I can relate to this story, because it happens to Chloe all the time. Going through doorways can actually kick her dystonia into gear and make her throw her arms out at exactly the wrong time. But was I asking our school to spend thousands of dollars replacing their doors to accomodate her? No.

At the time I heard this story, my husband was teaching at a public school, trying to help high school kids who had trouble reading. For many of these kids, financial, emotional and societal obstacles stood between them and an education, but was the school going to pay thousands of dollars to make it easier for them to get through the door?

News flash: schools don’t have a lot of money, and, for teachers who see dozens or even hundreds of needy students every day, a demand like this must sound frivolous. And this could contribute to the fact that special parents don’t always have the, uh, best relationship with their public schools.
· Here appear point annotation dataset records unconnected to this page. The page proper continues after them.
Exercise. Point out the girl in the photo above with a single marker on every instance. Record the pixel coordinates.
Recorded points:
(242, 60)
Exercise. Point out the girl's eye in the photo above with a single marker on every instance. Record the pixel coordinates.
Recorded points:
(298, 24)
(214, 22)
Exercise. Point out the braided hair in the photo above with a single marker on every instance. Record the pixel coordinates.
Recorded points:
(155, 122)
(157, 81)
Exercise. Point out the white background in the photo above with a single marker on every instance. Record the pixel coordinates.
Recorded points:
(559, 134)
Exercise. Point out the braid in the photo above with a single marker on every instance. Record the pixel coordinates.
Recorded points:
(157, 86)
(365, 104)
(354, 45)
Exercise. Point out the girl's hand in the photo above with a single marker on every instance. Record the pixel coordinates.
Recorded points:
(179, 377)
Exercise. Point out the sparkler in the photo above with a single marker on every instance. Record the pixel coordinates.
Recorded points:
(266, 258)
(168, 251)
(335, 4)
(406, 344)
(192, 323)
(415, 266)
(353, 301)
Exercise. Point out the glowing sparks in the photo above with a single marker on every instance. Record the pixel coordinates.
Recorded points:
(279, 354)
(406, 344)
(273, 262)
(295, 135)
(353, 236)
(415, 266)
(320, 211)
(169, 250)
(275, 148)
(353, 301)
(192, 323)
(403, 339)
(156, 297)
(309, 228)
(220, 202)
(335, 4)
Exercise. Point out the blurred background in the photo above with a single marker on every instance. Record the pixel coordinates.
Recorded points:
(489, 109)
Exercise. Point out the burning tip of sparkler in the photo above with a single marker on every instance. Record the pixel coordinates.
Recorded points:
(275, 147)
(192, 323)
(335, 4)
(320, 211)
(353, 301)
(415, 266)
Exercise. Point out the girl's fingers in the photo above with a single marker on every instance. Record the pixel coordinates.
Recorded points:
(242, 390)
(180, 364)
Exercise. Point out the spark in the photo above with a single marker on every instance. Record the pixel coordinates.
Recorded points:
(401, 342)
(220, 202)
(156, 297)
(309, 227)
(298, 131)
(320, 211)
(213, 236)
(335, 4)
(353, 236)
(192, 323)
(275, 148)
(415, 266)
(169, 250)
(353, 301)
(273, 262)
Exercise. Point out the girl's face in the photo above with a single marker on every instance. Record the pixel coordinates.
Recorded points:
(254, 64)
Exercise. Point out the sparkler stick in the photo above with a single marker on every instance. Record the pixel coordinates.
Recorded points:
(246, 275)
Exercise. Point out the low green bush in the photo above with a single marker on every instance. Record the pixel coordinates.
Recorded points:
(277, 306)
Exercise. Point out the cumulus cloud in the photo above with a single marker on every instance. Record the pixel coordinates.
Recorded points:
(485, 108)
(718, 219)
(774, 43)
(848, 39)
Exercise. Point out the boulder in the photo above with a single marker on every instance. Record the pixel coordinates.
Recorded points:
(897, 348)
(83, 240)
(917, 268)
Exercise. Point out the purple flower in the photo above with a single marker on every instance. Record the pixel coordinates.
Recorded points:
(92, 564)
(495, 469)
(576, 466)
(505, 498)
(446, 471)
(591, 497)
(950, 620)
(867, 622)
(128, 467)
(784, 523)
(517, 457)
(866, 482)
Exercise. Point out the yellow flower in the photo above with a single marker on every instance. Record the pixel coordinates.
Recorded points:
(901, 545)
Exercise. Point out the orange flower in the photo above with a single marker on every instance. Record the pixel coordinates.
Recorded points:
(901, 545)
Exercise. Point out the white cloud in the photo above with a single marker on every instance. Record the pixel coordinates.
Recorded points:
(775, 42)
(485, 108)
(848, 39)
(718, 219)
Now don’t get me wrong, I believe in equal access: wheelchair ramps, special equipment, accomodations on homework and tests, all that good stuff. My husband and I demanded the school hire a full time paraprofessional without a twinge of guilt, because that was the only way Chloe could fully participate in a regular classroom.

But I think the low tech solution is often, maybe even usually, the best, and many parents never look for the low tech solution, if they think they can force someone to pay for the expensive one.

I used to press my fingers against Chloe’s arms as we went through doorways, until I realized that we had a great “teachable moment.” Why not use this as an opportunity for her to take responsibility for her own body? Now, we always tell her to pull her arms in when we go through a doorway. It took a lot of practice, but now she does it almost every time.

I don’t know anything about this woman’s son. I don’t know if he has the physical or mental capacity to move his own arms out of the way as he goes through a door, but it’s possible that no one ever thought to ask him to do it, and maybe someone should.

From watching Chloe, I know that kids with disabilities will put up with a lot if they don’t think they have a choice. Someone who doesn’t know he has the power to move his arms will just take the bruises and scratches, until another person figures out how make them go away.

But if you can empower him in that situation, even just by talking about it and helping him hold his hands out of the way, he just might start looking for other places where he can make choices and demand the things he needs. And isn’t that what equal rights are all about?